By Moderator, Bob Gawron | Contributions by members, Linda Morganstern and Nancy K Wood
Several months ago, I approached #MEAction and Jen Brea about creating a Facebook group for Seniors. The idea was enthusiastically received and the group was created. In a very short period of time we have grown to over 520 global members. This rapid growth is a clear indication of need and the ME senior community’s willingness to participate.
After some initial conversations, it was decided that the parameters for membership would be 55 years old or older and the membership applicant must have ME. So, for the time being we are not open to caregivers of seniors with ME. Our membership reflects the typical ME male/female breakdown, meaning many more women than men. Our age range is from 55 to 79. We take special note of our 70+ year old members whom we call our “Elite Seniors.”
Over the course of the initial group building phase we framed our posts very specifically to identify our membership. These posts were titled: “Pieces of MESenior.” The prompt posts generated both a high level of engagement and a stunning candor. Subjects we have broached and will return to: Newbies, Housebound, Bedbound, Requiring Ambulatory Assistance of Some Kind, Alone with No Support, Spouses and Partners, Working Sick, Not Having Sufficient Resources, and more.

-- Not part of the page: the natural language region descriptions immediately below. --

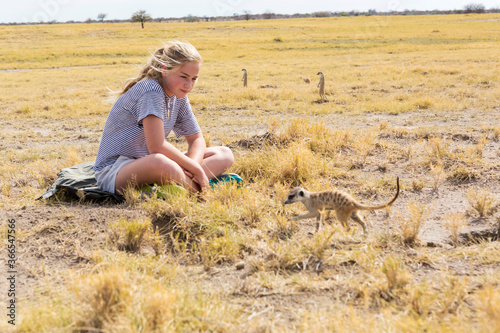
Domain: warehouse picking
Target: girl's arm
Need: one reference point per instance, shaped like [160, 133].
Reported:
[155, 139]
[196, 147]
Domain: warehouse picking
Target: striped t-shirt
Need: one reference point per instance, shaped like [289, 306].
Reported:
[124, 134]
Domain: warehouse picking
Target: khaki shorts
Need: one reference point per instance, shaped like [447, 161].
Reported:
[106, 178]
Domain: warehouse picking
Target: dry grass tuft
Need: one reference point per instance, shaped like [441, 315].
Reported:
[481, 201]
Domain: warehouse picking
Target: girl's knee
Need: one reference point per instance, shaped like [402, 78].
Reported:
[162, 164]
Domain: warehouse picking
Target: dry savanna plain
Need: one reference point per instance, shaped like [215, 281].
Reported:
[414, 97]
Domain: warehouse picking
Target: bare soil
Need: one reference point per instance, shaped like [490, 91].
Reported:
[56, 237]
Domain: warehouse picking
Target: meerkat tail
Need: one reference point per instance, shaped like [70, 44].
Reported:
[365, 207]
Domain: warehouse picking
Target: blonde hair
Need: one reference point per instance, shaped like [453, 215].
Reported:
[172, 55]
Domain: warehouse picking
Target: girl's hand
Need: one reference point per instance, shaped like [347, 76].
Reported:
[201, 179]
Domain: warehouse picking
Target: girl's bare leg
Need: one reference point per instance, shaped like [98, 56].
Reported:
[217, 160]
[154, 168]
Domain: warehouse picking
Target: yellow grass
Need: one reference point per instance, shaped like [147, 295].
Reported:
[181, 276]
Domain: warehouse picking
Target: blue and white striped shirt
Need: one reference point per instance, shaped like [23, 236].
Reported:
[124, 134]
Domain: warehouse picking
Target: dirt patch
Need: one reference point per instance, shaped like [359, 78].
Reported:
[54, 238]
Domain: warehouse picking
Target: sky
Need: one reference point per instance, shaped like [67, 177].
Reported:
[81, 10]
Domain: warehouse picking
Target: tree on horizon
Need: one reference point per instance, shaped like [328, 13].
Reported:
[141, 16]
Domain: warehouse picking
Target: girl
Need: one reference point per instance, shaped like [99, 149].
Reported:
[133, 149]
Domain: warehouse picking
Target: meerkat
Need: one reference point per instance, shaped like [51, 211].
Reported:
[321, 85]
[342, 203]
[244, 78]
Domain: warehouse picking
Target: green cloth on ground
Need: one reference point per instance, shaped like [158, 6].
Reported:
[78, 182]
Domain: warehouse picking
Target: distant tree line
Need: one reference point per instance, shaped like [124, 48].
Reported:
[142, 17]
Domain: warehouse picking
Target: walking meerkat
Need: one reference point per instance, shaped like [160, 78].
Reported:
[342, 203]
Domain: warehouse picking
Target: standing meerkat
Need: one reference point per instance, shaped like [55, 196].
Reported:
[342, 203]
[244, 78]
[321, 85]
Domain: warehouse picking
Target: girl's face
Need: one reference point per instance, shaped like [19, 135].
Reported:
[181, 80]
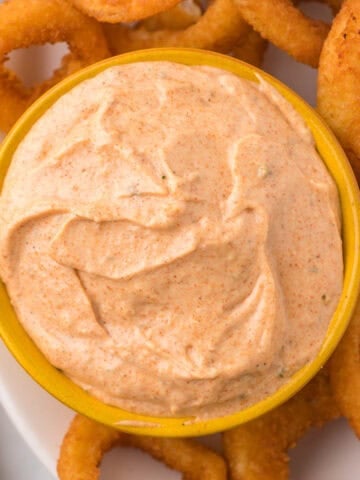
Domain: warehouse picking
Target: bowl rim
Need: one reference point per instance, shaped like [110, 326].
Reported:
[55, 383]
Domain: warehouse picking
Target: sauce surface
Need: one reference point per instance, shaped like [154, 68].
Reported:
[170, 239]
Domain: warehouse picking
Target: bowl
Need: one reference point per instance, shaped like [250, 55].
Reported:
[34, 362]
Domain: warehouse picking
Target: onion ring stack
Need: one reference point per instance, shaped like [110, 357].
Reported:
[113, 11]
[345, 373]
[219, 28]
[338, 81]
[86, 442]
[258, 449]
[283, 24]
[45, 21]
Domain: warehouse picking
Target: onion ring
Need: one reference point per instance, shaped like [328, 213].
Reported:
[338, 82]
[181, 16]
[251, 50]
[345, 372]
[283, 24]
[36, 22]
[86, 442]
[258, 449]
[113, 11]
[219, 28]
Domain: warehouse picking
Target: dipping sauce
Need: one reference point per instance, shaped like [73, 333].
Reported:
[171, 239]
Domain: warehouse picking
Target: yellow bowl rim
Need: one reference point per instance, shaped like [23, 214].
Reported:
[74, 397]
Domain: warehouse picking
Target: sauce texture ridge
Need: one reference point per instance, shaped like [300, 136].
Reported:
[170, 239]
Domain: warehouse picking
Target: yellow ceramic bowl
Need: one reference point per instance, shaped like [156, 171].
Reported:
[32, 360]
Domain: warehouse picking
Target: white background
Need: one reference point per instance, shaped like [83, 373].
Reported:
[330, 454]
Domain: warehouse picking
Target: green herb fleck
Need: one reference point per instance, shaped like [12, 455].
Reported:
[325, 298]
[264, 171]
[314, 269]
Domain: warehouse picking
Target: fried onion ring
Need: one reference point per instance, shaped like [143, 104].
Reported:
[219, 28]
[113, 11]
[36, 22]
[283, 24]
[345, 373]
[181, 16]
[251, 50]
[258, 449]
[338, 81]
[86, 442]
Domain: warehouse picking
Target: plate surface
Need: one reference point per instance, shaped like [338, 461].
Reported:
[330, 454]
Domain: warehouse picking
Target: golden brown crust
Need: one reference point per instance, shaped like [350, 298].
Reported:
[113, 11]
[338, 80]
[345, 373]
[258, 449]
[289, 29]
[219, 28]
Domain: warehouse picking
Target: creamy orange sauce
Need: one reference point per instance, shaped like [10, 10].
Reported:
[170, 239]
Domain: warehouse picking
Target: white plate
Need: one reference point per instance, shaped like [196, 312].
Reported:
[330, 454]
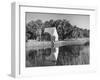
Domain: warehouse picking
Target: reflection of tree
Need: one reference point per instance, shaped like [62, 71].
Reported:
[68, 54]
[34, 29]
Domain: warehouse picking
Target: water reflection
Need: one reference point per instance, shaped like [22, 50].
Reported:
[65, 55]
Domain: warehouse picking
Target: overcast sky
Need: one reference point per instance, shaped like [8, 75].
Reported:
[81, 21]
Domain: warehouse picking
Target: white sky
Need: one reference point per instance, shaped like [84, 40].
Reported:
[81, 21]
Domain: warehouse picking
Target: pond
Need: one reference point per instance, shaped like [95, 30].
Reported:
[64, 55]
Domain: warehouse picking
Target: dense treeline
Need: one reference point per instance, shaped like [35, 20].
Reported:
[35, 29]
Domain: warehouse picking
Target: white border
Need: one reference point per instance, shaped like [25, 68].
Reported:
[20, 69]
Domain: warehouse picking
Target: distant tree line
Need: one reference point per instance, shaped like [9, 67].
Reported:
[35, 30]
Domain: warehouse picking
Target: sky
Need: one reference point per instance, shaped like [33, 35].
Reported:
[81, 21]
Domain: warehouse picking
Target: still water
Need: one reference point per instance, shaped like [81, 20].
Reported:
[64, 55]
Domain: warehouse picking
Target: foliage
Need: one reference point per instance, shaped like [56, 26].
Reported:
[35, 29]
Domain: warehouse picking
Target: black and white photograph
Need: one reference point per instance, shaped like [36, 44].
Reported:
[54, 39]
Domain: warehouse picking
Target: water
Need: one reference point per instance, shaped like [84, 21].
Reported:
[65, 55]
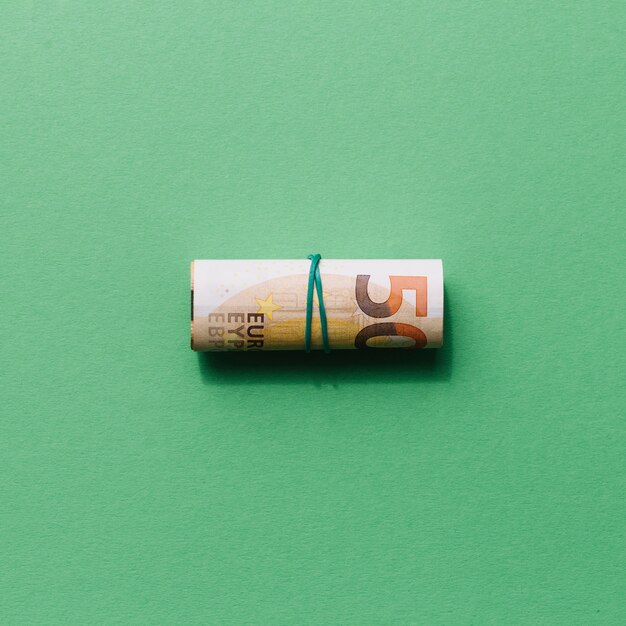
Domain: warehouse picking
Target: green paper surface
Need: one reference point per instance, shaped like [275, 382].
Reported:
[145, 484]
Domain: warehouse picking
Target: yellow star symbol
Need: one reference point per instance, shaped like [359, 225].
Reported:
[267, 306]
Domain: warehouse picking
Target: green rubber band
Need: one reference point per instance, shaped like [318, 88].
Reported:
[315, 280]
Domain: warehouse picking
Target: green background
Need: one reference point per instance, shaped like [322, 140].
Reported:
[143, 483]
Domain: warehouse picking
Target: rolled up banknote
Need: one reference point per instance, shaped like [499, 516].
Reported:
[261, 304]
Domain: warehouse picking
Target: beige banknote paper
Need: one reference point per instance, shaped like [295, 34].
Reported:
[242, 305]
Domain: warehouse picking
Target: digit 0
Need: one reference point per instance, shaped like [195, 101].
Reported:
[387, 329]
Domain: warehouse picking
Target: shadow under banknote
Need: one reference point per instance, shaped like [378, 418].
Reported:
[373, 366]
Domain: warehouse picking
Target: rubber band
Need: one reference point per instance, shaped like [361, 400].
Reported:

This will be an ongoing process to facilitate building our group; and to continue to identify the needs of our membership. We have also generated posts on our members’ talents, jobs and trainings during the course of their lives. Not surprisingly our senior members are a diverse, mature, intelligent and talented group with a vast array of life and illness experiences.
Through these and other membership and moderator posts we are developing the fellowship, sharing and support necessary for this group to thrive and move forward together toward a larger and common purpose.
What is that larger purpose?
Members in this group, many of whom have lived with ME for decades, have unique insight into this illness and understand the impact of aging with it. We have much to offer; the problem for seniors is that no one is asking. “Our Voice Matters” is a reflection of our frustration and a statement of what we hope for going forward.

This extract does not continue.